Project X and Modern Exploitation Films

The marketing for “Project X” suggests a new wave of exploitation films.

If I wanted a movie with a flimsy plot, crazy stunts, low production values and a lot of hot women in a softcore porn setting, wouldn’t I usually go to a shady, straight-to-DVD bargain bin?

Then why is a movie like “Project X” screening at multiplexes everywhere this Friday as though it were the next “Hangover?”

Watching “Project X,” a horrible, offensive and sexist film, I realized a lot of the adjectives I used to describe how much I hated it also applied to cheesy fun exploitation films from the ‘70s.

But I was convinced the exploitation genre was dead. I interviewed film scholars studying the genre who explained that most exploitation films today have either migrated to video and DVD starting as early as the ‘80s home video boom or are now self-referential parodies of older films, like the ones Quentin Tarantino or Robert Rodriguez crank out.

And that audience who craved a unique form of action and other pleasures has transferred over into cult fans for graphic novel based movies. One such example is “Scott Pilgrim vs. the World,” which ironically or not shares co-writer Michael Bacall as a screenwriter for “Project X.”

My question is, did the exploitation genre morph or evolve into found footage films without anyone noticing?

Here is a genre of movies that prides itself on DIY filmmaking and is typically intended for modern monster and horror movies like “The Blair Witch Project,” “Cloverfield” and “Paranormal Activity.” And now with “Project X” the genre includes the lewd sex comedy, all of which are attributes loosely associated with traditional exploitation films.

The confusion may have arisen with the clever adaptation of found footage cinematography. Mumblecore arguably grew out of the visual style, and films like this year’s excellent “Chronicle” have tweaked the found footage technique to make it purposeful on a narrative level and not just on an aesthetic one.

But other films seem to capitalize on the low production values by, well, exploiting those features to get a scare or create a mysterious buzz. Red Band Trailers pop up on the web, footage of people being filmed in night vision inside a theater are used as marketing promotions, movies like “Catfish” are pegged as faux-documentaries with Earth-shattering twists.

This is exploitation marketing in a digital age.

The difference between now and the ‘70s is that these movies are competing for space right inside our local multiplexes. Without grindhouse theaters or drive-ins peppering the inner cities, exploitation films can no longer slap an X-rating (or today, NC-17) on a film touting boobs, blood and badass black people without critics and the MPAA jumping all over them.

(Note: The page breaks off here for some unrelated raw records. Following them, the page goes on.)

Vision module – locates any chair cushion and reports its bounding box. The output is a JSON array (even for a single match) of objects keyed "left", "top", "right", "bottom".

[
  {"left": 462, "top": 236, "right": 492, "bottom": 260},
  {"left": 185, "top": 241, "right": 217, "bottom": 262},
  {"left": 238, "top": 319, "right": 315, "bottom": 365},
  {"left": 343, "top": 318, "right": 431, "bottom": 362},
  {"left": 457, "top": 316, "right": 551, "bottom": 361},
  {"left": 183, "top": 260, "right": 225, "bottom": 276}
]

So marketers for something like the vaguely named “Project X” have had to become creative in dealing with critics. I doubt any of my colleagues are fooled into thinking a majority of these low-budget films are actually indie horror productions, but if the marketers don’t get the negative coverage given to Michael Bay blockbusters, part of their work is done for them.

And if a movie can really polarize a critic, say something like “The Human Centipede” and its sequel, the publicity that this is not only the horrible movie you shouldn’t see but simply cannot see for legal and moral reasons catapults that film into an untouchable realm of marketing success.

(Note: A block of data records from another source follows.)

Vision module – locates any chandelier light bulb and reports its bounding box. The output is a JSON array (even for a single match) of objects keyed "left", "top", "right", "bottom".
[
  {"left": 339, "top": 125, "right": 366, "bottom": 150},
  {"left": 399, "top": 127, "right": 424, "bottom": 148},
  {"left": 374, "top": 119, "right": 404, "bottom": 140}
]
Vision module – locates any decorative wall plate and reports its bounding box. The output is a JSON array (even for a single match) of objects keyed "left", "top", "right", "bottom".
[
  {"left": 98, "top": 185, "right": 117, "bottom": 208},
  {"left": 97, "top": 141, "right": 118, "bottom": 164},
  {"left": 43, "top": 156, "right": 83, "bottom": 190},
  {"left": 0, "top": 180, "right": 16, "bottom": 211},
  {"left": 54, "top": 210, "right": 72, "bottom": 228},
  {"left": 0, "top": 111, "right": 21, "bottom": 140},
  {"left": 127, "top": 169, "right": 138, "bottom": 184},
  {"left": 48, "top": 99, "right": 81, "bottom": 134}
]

So I have to wonder how well “Project X” will do at the box-office. “The Hangover” or “Superbad” it is not. The movie plays like a collection of montages with occasional dialogue breaks filling the void of techno music, but that’s not entirely obvious from the trailers, and that’s exactly the point.

If the movie succeeds, do we get more mindless films like it? Will the hypothetical sequels “Project Y” and “Project Z” be big summer releases? And yet if the movie fails, it’s not as if that’s killed the exploitation film before.